* Base rate kept at 2.50 pct (Reuters poll: 2.50 pct)
* Governor Lee makes policy debut with hawkish remarks
* Lee’s remarks back market’s view for rate hike in late 2014 (Recasts with news conference, new analyst comment, markets)
By Christine Kim and Choonsik Yoo
SEOUL, April 10 (Reuters) - South Korea’s new central bank chief had a strong policy debut on Thursday, sending plain signals supporting the market’s view of an interest rate hike coming late this year - and delivering on a promise to communicate more clearly than his predecessor.
The Bank of Korea’s monetary policy committee kept the policy rate unchanged at 2.5 percent for an 11th consecutive month in a unanimous vote, matching the findings of the Reuters poll.
The new governor, career central bank technocrat Lee Ju-yeol, 61, kept his remarks short and clear at his post-meeting news conference and made plain the content and pace of economic growth would drive policy.
“Should the economy keep improving and South Korea’s output gap narrow on top of inflation rising on demand-led pressures, then we will be able to discuss moving interest rates pre-emptively,” Lee told his maiden policy news conference.
This was a clear definition of the conditions for a policy change, something hard to expect hearing from his predecessor, Kim Choong-soo, who was criticised for causing confusion among investors regarding central bank policy direction.
“His remarks today can be summed up as meaning the output gap will be a driving factor in rate policy and that the central bank can consider tightening policy even before the headline inflation quickens rapidly,” said Young Sun Kwon, economist at Nomura in Hong who had worked at the Bank of Korea.
Lee’s views on economic indicators were also bullish, including one note that the downgrade in this year’s inflation rate was due to poor economic performance in the first quarter, and that inflation would still rise gradually.
The Bank of Korea raised this year’s economic growth forecast to 4 percent from the previous 3.8 percent while cutting the inflation projection to 2.1 percent from 2.3 percent. Lee said the higher growth forecast was due to a new calculation method introduced recently.
Despite Lee’s generally hawkish comments, former central bank officials and past practices indicate the Bank of Korea will eventually take the lead on its policy changes from the government under the country’s strong presidential system.
President Park Geun-hye, in office for just more than a year, has not set any ambitious growth goal while but emphasised the need for stable inflation and a rebalancing of Asia’s fourth-largest economy towards domestic service industries.
Park’s selection of Lee in March as the head of the central bank, which is mandated to maintain stable inflation and a sound financial system, had already been perceived by many as suggesting the monetary policy would be more hawkish than before.
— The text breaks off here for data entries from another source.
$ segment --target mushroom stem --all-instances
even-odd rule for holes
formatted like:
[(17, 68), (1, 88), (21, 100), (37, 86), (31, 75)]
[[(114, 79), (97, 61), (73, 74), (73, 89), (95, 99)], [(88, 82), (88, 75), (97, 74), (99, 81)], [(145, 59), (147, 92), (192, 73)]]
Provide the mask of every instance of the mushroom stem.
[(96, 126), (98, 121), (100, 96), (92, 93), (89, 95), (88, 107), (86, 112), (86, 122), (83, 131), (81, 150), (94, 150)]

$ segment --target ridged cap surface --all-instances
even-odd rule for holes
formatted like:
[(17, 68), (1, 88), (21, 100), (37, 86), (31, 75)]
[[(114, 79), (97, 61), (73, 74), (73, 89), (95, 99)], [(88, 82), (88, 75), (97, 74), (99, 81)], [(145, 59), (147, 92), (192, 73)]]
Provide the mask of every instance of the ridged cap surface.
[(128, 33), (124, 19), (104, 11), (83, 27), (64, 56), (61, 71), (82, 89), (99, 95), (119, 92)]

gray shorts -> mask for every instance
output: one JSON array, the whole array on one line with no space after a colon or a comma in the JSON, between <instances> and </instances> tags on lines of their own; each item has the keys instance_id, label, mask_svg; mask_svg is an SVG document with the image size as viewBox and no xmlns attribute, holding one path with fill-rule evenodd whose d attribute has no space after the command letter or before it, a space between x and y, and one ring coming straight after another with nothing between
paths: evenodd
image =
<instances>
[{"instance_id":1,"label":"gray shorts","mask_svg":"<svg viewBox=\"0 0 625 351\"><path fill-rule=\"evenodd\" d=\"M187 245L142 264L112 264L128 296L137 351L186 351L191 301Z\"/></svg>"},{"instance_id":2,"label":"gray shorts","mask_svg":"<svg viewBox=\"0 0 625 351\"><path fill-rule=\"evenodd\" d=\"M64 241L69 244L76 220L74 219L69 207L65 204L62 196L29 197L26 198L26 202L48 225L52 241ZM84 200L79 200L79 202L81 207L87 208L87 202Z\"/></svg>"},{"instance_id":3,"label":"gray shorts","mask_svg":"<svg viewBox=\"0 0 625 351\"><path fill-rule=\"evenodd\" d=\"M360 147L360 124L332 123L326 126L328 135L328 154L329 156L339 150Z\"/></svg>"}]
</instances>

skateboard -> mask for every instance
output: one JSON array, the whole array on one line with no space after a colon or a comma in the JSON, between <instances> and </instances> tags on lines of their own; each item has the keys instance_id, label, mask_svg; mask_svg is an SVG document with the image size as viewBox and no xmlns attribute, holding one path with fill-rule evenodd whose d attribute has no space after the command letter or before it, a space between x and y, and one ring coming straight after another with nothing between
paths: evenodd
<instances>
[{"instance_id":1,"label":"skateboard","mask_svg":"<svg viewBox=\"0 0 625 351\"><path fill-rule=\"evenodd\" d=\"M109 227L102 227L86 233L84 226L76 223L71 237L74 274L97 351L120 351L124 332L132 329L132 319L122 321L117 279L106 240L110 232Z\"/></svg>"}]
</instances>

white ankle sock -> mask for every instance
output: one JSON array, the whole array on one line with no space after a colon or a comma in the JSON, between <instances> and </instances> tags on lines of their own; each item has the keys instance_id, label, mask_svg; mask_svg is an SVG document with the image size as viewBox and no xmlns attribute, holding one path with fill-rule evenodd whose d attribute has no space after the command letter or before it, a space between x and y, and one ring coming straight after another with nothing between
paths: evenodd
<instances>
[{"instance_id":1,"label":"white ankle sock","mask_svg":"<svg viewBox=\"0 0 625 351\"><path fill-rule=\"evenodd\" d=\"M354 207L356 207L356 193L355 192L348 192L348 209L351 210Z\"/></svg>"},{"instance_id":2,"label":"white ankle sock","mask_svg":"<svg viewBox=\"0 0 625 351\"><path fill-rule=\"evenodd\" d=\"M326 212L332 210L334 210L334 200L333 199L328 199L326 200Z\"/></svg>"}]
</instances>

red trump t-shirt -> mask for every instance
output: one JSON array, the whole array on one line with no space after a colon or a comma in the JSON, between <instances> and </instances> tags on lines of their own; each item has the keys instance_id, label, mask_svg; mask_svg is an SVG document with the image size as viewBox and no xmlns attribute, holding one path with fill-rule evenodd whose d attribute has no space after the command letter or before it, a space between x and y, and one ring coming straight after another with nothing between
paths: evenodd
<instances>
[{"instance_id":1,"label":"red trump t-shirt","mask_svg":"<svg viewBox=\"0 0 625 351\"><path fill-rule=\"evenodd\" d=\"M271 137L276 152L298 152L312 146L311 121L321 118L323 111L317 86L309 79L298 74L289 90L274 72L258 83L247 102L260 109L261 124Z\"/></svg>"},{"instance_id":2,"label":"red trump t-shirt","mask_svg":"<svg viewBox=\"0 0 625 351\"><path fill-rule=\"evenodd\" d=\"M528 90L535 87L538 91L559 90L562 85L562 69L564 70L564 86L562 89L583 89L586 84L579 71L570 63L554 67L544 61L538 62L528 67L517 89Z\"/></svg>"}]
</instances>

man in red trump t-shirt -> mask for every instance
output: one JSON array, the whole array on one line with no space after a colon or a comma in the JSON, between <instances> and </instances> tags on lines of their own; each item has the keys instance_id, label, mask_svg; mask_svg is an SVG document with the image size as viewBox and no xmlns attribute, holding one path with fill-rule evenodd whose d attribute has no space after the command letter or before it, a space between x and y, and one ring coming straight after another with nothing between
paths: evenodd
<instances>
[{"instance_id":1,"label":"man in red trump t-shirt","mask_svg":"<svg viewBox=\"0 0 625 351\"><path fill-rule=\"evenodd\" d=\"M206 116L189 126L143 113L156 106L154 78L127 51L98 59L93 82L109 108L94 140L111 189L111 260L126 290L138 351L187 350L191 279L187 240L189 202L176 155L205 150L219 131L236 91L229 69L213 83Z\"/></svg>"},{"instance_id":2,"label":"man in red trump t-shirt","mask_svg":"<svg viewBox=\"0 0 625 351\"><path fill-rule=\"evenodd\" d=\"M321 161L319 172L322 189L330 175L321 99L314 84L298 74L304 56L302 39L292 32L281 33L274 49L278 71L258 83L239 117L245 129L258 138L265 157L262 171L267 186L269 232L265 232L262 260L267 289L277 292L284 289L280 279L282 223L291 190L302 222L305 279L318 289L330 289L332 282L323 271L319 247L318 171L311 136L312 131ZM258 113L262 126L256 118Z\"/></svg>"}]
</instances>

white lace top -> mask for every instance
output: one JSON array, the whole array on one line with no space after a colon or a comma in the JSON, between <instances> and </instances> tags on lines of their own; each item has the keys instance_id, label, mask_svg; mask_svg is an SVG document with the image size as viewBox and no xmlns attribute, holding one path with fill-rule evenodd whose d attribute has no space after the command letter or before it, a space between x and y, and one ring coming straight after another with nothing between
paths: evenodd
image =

At Thursday’s news conference Lee said China’s economic slowdown - by far the largest downside economic risk globally - was not to a worry at present, saying he believes Beijing has capability to deal with any severe downturn.
Data out last week showed improvements in advanced economies had boosted exports by an annual 5.2 percent in March, up from a 0.7 percent gain for the January-February period, which is often combined to mitigate distortions from Lunar New Year holidays.
Sales at South Korea’s top department and discount stores also improved in March over February, indicating South Korea’s recovery seems to be on track.
Housing prices maintained their rising trend in March, gaining for a seventh month in a row and at the fastest pace in 28 months. ID:nS6N0IM02P]
Inflation remains under the bottom line of the central bank’s 2.5 to 3.5 percent target band, although core inflation rose to 2.1 percent in March, hinting headline inflation may soon follow suit.